Many people are aware of the health risks of a sedentary lifestyle, but in the words of one of the original StrongWomen participants in Silver City, when it comes to your fitness “use it or lose it.”

Class participant Martha Stuart says she can do many more things than most friends her age.

“To be perfectly honest, I’ve done lots of exercise classes, but this is the only one I have ever really stuck with,” she said.

The general consensus among participants in the StrongWomen class there is that the social aspect of the class keeps them showing up every Monday, Wednesday and Friday.

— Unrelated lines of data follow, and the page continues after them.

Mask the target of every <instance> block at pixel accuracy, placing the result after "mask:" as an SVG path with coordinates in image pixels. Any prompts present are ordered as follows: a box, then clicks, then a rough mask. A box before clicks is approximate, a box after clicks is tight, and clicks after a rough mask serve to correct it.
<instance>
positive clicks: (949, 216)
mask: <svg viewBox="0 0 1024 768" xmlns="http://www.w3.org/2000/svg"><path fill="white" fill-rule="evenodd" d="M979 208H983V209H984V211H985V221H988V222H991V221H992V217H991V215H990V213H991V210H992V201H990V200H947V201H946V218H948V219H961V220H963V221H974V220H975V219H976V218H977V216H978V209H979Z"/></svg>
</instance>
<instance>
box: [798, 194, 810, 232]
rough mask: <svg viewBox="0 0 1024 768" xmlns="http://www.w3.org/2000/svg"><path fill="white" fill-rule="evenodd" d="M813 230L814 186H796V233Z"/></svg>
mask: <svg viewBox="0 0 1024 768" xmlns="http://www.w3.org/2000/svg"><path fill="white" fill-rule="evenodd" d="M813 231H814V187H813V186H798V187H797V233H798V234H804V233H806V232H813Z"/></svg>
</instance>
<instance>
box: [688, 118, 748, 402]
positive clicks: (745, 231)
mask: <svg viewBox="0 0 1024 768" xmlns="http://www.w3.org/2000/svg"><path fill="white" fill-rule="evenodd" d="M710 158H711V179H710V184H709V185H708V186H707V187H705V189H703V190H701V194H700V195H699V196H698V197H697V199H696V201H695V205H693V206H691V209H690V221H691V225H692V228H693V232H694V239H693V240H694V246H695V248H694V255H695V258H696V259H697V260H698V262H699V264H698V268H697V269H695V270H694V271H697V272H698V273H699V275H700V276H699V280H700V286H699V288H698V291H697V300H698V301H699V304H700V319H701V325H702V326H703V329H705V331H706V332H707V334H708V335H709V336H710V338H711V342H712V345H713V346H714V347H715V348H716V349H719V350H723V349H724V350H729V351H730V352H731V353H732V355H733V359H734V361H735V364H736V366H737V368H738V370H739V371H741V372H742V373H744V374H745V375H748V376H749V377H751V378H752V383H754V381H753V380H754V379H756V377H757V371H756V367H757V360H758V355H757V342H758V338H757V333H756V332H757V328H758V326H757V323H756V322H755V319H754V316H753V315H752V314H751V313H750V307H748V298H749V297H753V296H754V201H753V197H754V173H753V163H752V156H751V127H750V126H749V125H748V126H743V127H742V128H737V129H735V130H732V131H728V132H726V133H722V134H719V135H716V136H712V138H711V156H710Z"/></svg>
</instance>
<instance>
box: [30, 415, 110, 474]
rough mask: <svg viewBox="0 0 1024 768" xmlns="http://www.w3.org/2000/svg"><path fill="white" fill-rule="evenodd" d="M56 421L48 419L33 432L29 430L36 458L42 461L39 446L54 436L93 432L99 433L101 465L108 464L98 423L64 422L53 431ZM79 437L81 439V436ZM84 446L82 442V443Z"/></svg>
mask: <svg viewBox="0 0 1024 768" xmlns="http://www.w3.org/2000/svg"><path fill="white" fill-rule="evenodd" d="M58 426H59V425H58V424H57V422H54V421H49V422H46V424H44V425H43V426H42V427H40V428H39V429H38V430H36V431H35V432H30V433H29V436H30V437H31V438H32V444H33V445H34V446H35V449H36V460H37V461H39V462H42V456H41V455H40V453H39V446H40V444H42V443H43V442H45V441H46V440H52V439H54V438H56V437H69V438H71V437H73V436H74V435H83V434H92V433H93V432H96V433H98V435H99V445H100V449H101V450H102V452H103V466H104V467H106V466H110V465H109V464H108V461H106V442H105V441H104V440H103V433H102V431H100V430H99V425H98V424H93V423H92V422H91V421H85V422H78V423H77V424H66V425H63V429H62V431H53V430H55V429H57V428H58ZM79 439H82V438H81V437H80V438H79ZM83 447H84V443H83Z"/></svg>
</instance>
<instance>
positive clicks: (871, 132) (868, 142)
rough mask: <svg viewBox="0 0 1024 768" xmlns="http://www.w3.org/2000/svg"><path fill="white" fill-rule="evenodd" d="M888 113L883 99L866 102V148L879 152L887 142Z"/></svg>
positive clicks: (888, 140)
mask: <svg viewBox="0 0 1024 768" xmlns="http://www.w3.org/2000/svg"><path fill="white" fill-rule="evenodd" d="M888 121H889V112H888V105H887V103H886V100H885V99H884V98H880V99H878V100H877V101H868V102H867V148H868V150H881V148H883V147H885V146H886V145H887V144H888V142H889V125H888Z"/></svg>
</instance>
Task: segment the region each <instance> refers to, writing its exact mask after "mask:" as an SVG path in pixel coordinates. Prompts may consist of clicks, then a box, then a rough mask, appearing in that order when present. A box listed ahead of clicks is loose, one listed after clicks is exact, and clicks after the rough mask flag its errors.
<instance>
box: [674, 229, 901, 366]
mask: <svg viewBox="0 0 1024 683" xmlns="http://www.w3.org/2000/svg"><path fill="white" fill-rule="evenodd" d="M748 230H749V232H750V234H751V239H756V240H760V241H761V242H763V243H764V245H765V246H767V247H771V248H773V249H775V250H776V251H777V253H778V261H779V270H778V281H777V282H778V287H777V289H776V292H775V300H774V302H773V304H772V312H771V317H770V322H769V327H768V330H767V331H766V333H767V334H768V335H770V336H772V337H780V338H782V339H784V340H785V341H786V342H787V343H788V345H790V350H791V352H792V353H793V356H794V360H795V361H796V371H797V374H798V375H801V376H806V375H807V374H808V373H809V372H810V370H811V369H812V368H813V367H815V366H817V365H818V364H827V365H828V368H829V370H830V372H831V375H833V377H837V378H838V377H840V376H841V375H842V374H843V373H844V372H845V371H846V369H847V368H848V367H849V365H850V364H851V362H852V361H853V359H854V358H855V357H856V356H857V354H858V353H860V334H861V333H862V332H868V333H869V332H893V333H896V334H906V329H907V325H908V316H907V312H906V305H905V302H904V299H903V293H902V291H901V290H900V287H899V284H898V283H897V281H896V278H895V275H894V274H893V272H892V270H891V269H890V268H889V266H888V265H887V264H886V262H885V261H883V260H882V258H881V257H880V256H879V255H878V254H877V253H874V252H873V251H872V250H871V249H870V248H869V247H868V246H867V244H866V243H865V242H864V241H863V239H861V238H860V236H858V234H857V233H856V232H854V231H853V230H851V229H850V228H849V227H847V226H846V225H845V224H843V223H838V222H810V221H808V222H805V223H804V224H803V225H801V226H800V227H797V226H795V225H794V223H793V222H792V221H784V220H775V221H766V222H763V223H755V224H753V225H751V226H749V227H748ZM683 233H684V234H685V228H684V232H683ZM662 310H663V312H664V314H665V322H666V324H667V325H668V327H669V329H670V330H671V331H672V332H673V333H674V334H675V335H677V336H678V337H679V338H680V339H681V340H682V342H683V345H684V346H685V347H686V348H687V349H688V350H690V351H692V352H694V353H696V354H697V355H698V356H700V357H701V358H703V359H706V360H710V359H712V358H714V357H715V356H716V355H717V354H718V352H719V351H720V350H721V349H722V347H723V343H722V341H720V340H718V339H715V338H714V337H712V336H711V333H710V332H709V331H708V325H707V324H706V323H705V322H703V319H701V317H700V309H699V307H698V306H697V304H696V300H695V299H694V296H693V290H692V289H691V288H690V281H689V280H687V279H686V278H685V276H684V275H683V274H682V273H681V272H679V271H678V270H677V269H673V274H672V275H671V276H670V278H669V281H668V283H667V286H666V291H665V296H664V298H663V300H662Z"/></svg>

“I can see myself getting better, even as long as I’ve been doing it, I wouldn’t quit for anything. I’m afraid that I would go rapidly downhill,” Stuart said. “Coming up here, you get to chat with your friends. Some of us go out for lunch afterwards, or out for a cup of coffee. It’s a lot of socialization and a lot of fun.”

“It’s so important for us ‘oldsters’ to stay active,” said Mary Alice Murphy, another StrongWomen participant. “I think farmers and ranchers have always lived to ripe old ages because they stay active. We’re not working on a farm or ranch, but we need to stay active.”

“As we age, it’s important to include strength training into our exercise programs,” Koukel said. “Studies have shown that older women who engage in strength training benefit with increased muscle mass and strength; improved bone density and reduced risk for osteoporosis; reduced risk for diabetes, heart disease, arthritis, depression and obesity; and improved self-confidence, sleep and vitality.”

Since 2003, more than 2,500 StrongWomen leaders have been trained throughout the U.S. and Canada. To learn more about the program, visit www.strongwomen.com.

This year marks the 100-year anniversary of Cooperative Extension, a state-by-state national network of educators who extend university-based knowledge to individuals, families and communities. Because these educators (agents) live and work in their communities, they are a trusted source of research-based education. The majority of programs offered through CES are free of charge or are offered at a nominal fee. Extension strives to bring the programs to the people so accessibility is always a consideration for increasing participation and engagement.